Of course, phthalates, which are added to plastics, food, cosmetics, and other products, aren’t the only problem. You write about lots of chemicals that interfere with the hormonal system and reproduction, including the pesticide atrazine, which you’ve linked to lower sperm quality, and glyphosate, which you’ve recently shown decreases AGD in rats and perhaps also in humans. It’s worth pointing out that all of these chemicals we’re talking about are still in use in the U.S., while some other countries have banned them. Anyway, tell me about the relationship between endocrine disrupting chemicals and how children play?
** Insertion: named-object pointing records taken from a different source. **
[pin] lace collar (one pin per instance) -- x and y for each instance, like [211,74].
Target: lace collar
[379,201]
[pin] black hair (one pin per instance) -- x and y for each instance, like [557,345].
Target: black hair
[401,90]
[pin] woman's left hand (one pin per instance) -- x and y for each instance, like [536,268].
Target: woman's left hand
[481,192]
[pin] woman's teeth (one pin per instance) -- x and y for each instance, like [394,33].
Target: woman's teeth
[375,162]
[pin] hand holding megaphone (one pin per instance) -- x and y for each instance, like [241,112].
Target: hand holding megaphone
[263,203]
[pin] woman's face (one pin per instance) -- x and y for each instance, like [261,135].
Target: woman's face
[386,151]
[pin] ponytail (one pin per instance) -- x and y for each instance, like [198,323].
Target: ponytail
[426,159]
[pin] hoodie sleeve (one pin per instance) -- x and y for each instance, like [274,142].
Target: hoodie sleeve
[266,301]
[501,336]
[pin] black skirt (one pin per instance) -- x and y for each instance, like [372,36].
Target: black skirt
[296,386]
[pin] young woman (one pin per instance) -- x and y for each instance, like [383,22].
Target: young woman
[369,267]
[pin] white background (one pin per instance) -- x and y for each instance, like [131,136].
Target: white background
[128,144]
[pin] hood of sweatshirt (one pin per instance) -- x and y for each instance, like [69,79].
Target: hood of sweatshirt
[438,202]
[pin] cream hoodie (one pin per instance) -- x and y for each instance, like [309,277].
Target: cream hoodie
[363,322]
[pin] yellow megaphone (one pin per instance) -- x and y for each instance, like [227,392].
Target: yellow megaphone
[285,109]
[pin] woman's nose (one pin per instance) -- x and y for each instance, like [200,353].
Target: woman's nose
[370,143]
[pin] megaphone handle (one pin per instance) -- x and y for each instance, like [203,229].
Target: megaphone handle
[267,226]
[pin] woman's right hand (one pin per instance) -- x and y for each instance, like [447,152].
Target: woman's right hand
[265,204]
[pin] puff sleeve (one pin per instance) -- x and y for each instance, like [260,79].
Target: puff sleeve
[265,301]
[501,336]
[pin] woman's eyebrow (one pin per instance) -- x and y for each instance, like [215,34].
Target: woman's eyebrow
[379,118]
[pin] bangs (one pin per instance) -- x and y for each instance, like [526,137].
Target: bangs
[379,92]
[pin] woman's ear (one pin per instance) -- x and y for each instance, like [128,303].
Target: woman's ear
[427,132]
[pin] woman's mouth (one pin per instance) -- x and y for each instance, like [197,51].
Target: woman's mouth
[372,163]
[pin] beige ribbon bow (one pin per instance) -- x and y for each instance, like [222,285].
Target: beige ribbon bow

Sexually dimorphic play is controversial. Some people say it’s all socially determined. And it undoubtedly does have social determinants, but it also has physiological determinants. And we showed that in two studies. We asked mothers of young children to tell us how their children play. It’s pretty simple: How often do they play with guns? Play with dolls? Play dress-up? Play with tea sets, etc. And it turns out that when boys are exposed to the same chemicals that affect AGD, they play in a less male-typical manner.
The chemicals can change how boys and girls learn to speak too?
One of the parts of the brain that’s sexually dimorphic has to do with language acquisition, and females are typically at an advantage. When you ask the mother of a young child how many words her child understands, girls generally have many more words. But this sex difference is decreased by phthalates. And that is an overriding theme: Whether you look at AGD or play behavior or language acquisition, these chemicals decrease sex differences.
Let’s talk about gender fluidity. You devote an entire chapter to exploring whether environmental chemicals could be affecting people’s genders. As you note, that’s a really sensitive question. I know I don’t want to feel that something so fundamental and personal could be affected by chemicals. Still, you point to established science that shows how these chemicals affect biological sex and mating habits in animals — studies showing that environmental chemicals can change male frogs into females, feminize toads and alligators, and change mating and sexual behavior in birds and fish. And you explain in the book that interference with hormone levels in the womb can alter the babies’ genitals. Animals don’t have gender consciousness, as far as we know, and biological factors don’t necessarily affect people’s genders, but what’s the direct evidence that these chemicals are affecting human gender and sex?
It’s tentative and limited at this point. Our cohort of children are 8 and 9 years old now, so it will be a long time before we can report on their sexuality or gender identity.
The chemical exposures you describe can impact generations. Can you explain how a person’s grandchildren might also be affected by their exposures?
Grandchildren are easy to explain. If you’re pregnant, and you’re carrying a boy, the chemicals you’re exposed to can pass to him through the placenta. So the germ cells that will create his children are already affected. Plus that boy is exposed to chemicals again as an adult. It’s a two-hit model. Or, for subsequent generations, a three-hit or four-hit model. Because you get the inherited contribution, and then you get your own life course contribution when you grow up.
How does that end?
Badly. That’s why we have this continuing decline in fertility and sperm quality. If we didn’t have a hit from our parents and our grandparents, then each generation would just start all over again. It would be bad, but the impact would be at the same level each time. The fact that we carry with us the problems of the past generations means that we’re starting at a lower level and getting hit again and again and again.